With the lack of confidence in trans healthcare and the growing number of trans patients visiting the hospital or clinic, it is clear that there are gaps in the GME curriculum. Studies show that undergraduate and graduate medical education with an LGBTQIA+ curriculum built in improved knowledge and confidence in LGBTQIA+ healthcare.14,15 A longitudinal study on implementing trans healthcare training in the curriculum reports improvement in undergraduate student knowledge of gender-affirming care and the ability to address hospital and clinic barriers.16 A pilot intervention in residents indicates that a 4-month LGBTQIA+ curriculum increased residents’ confidence to provide care.17 These studies suggest that trans healthcare education can improve the knowledge and confidence of physicians, which will impact the overall health and well-being of the growing trans population. As the stigma surrounding trans confirmation surgery decreases in the United States, deficiencies in trans healthcare will continue to become more apparent. Therefore, it is imperative to provide cultural competency and sensitivity training to GME trainees to ensure empathetic and competent care for trans individuals to minimize unintentional harm and change systemic barriers that contribute to trans health disparities.

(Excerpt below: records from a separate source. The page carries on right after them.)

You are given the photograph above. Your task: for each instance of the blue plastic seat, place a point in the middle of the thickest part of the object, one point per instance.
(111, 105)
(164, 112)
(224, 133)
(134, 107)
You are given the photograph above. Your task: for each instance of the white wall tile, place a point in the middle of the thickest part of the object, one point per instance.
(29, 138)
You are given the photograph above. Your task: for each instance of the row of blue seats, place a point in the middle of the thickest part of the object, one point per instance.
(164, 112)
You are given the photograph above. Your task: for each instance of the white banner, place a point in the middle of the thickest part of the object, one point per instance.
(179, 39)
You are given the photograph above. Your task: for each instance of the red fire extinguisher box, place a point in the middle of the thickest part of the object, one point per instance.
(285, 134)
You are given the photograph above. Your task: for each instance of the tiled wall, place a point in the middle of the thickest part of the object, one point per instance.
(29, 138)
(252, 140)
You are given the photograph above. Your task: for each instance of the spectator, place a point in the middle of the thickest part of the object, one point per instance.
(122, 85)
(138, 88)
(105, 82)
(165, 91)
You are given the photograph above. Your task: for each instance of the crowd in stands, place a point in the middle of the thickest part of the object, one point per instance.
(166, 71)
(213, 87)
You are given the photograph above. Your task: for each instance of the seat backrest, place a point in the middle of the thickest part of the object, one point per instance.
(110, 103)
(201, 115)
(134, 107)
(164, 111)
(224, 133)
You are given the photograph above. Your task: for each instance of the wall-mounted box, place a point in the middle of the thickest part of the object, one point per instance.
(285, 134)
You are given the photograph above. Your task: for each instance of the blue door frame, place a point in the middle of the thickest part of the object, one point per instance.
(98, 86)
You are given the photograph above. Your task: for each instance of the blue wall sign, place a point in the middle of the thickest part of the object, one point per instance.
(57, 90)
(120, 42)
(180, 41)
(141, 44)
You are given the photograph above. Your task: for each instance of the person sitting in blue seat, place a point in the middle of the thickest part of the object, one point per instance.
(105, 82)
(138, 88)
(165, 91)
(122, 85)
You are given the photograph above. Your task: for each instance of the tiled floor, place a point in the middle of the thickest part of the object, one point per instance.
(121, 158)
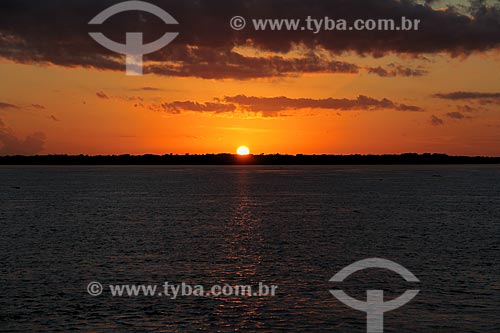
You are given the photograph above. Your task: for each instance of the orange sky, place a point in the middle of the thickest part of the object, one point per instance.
(90, 111)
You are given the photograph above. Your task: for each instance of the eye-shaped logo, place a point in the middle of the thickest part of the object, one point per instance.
(134, 49)
(374, 305)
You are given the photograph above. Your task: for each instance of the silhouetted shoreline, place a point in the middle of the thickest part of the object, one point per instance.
(232, 159)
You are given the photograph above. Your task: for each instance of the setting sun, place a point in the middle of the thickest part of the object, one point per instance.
(243, 150)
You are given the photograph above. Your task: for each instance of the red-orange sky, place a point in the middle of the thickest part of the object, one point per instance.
(214, 89)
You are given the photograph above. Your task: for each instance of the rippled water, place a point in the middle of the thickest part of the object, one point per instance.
(62, 227)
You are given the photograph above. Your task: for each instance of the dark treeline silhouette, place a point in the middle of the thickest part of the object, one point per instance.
(230, 159)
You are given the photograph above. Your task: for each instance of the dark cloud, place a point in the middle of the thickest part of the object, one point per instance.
(436, 121)
(456, 115)
(56, 32)
(463, 95)
(38, 106)
(10, 144)
(4, 106)
(149, 89)
(270, 106)
(396, 70)
(102, 95)
(177, 107)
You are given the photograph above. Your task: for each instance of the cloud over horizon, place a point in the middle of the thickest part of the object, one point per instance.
(35, 32)
(272, 106)
(11, 144)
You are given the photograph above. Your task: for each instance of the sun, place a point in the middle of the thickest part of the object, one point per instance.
(243, 150)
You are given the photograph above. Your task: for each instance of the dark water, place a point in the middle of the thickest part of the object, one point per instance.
(62, 227)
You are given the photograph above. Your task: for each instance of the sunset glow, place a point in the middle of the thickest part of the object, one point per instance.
(243, 150)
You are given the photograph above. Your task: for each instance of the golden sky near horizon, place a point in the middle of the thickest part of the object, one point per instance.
(447, 104)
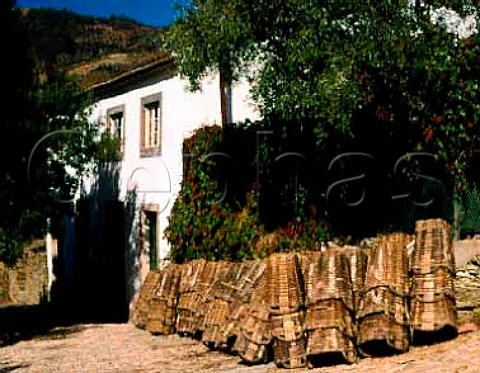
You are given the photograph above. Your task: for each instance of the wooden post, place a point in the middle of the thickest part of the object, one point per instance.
(457, 216)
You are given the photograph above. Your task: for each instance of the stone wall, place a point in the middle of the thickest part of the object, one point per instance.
(467, 284)
(25, 283)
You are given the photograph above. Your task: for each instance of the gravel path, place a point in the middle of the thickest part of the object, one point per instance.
(124, 348)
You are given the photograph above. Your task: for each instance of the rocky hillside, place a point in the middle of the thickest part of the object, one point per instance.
(95, 49)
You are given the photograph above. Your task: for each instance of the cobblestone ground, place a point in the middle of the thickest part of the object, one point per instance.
(123, 348)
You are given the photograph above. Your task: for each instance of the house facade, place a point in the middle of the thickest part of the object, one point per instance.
(151, 112)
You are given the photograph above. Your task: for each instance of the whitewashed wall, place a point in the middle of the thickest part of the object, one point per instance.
(157, 179)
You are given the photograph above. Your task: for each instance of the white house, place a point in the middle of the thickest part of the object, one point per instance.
(151, 110)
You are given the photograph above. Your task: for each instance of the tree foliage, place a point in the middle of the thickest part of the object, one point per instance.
(47, 143)
(346, 67)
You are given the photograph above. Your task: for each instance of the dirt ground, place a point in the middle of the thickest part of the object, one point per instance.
(124, 348)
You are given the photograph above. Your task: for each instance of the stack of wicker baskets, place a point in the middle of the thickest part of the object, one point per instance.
(163, 303)
(239, 294)
(189, 298)
(383, 318)
(329, 321)
(141, 308)
(219, 304)
(358, 263)
(432, 286)
(286, 300)
(252, 326)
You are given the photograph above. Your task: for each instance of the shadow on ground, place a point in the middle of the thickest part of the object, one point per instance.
(36, 322)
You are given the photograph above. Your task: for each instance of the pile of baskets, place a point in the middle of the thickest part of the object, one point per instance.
(310, 308)
(432, 265)
(286, 301)
(250, 324)
(382, 317)
(330, 306)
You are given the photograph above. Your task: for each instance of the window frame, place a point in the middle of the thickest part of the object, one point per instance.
(147, 150)
(113, 132)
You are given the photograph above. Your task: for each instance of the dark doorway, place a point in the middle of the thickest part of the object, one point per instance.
(113, 274)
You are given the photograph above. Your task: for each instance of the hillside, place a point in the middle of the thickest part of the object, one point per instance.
(94, 49)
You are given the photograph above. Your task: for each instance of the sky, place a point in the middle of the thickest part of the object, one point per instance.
(151, 12)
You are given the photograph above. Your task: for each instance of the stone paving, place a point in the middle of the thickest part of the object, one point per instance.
(124, 348)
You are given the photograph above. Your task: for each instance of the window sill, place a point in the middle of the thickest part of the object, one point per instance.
(150, 152)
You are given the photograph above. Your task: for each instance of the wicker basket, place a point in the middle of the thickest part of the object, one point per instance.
(161, 318)
(329, 341)
(433, 247)
(382, 300)
(235, 318)
(388, 264)
(252, 352)
(330, 314)
(433, 316)
(430, 287)
(358, 263)
(255, 335)
(285, 283)
(249, 281)
(215, 323)
(329, 278)
(290, 354)
(379, 334)
(288, 327)
(189, 275)
(138, 316)
(167, 285)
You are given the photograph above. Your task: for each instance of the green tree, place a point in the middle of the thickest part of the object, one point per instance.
(351, 70)
(47, 142)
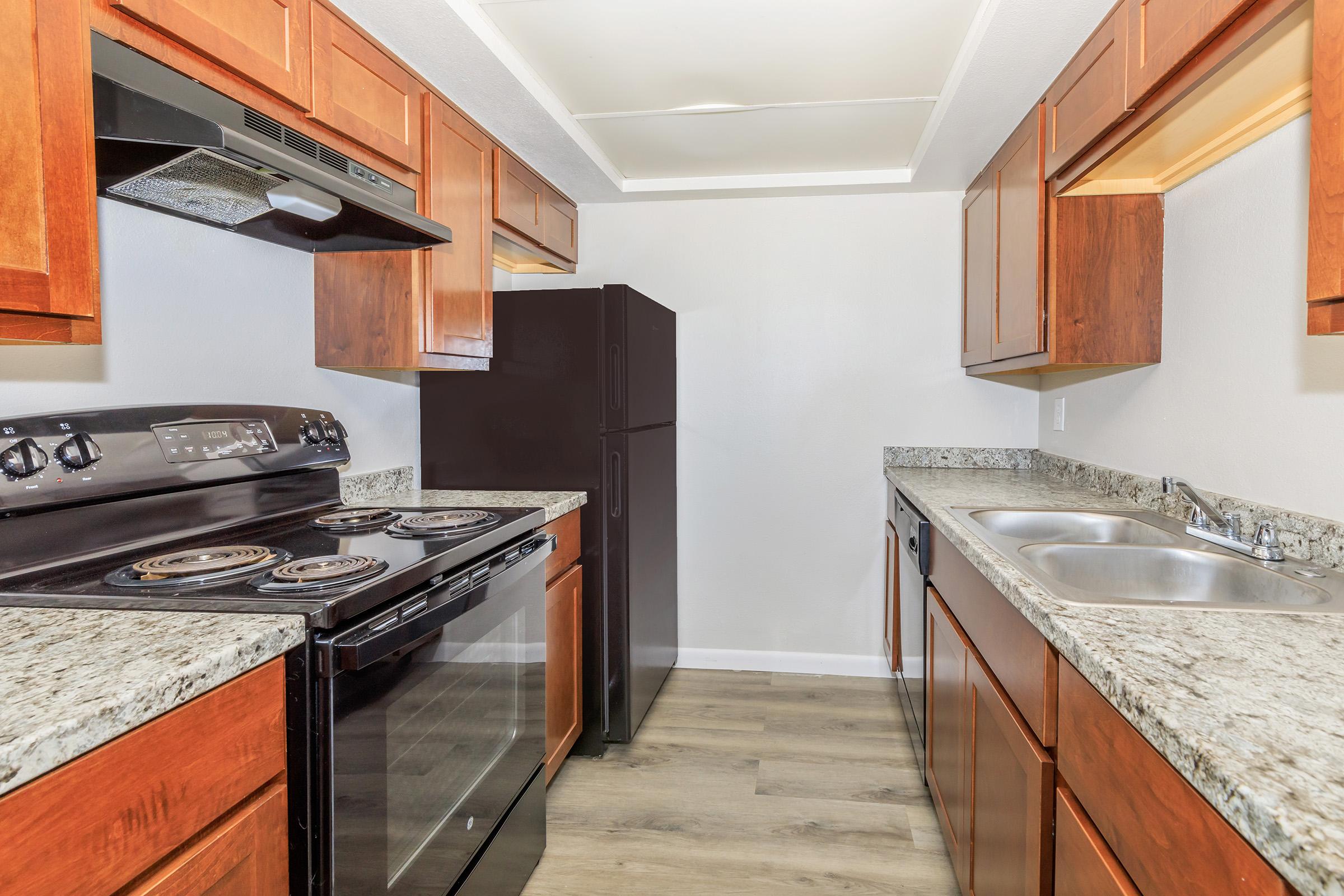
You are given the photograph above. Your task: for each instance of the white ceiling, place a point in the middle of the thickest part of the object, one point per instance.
(825, 96)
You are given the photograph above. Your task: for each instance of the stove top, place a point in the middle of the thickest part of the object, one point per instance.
(330, 564)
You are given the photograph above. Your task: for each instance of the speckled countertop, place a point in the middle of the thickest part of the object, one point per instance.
(1249, 707)
(556, 504)
(72, 680)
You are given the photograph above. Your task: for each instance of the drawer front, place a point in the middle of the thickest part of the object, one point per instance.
(568, 547)
(1015, 652)
(1170, 840)
(97, 823)
(1089, 96)
(363, 95)
(265, 42)
(1084, 863)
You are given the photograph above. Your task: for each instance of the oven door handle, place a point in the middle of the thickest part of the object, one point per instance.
(422, 614)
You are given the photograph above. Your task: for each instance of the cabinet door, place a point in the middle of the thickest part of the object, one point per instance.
(892, 600)
(518, 197)
(265, 42)
(49, 253)
(363, 95)
(978, 270)
(1011, 783)
(1019, 182)
(1163, 34)
(563, 667)
(945, 716)
(459, 302)
(245, 856)
(559, 226)
(1089, 96)
(1084, 863)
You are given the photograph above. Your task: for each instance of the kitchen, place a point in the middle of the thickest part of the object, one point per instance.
(818, 319)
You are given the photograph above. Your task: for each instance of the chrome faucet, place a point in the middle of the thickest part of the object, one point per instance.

A major limitation of this study was the low response rate and the limited dispersion of trainees in various specialties. This low response rate may influence potential bias in that only trainees interested in trans health care responded to the survey. Given the overall positive responses and given the fact that our medical center is the state’s only academic medical center, there seems to be sufficient evidence gathered in this study to suggest an interest and benefit in additional educational training related specifically to trans care among GME trainees.
Data Availability
The datasets used and/or analyzed during the current study are available from the corresponding author upon reasonable request.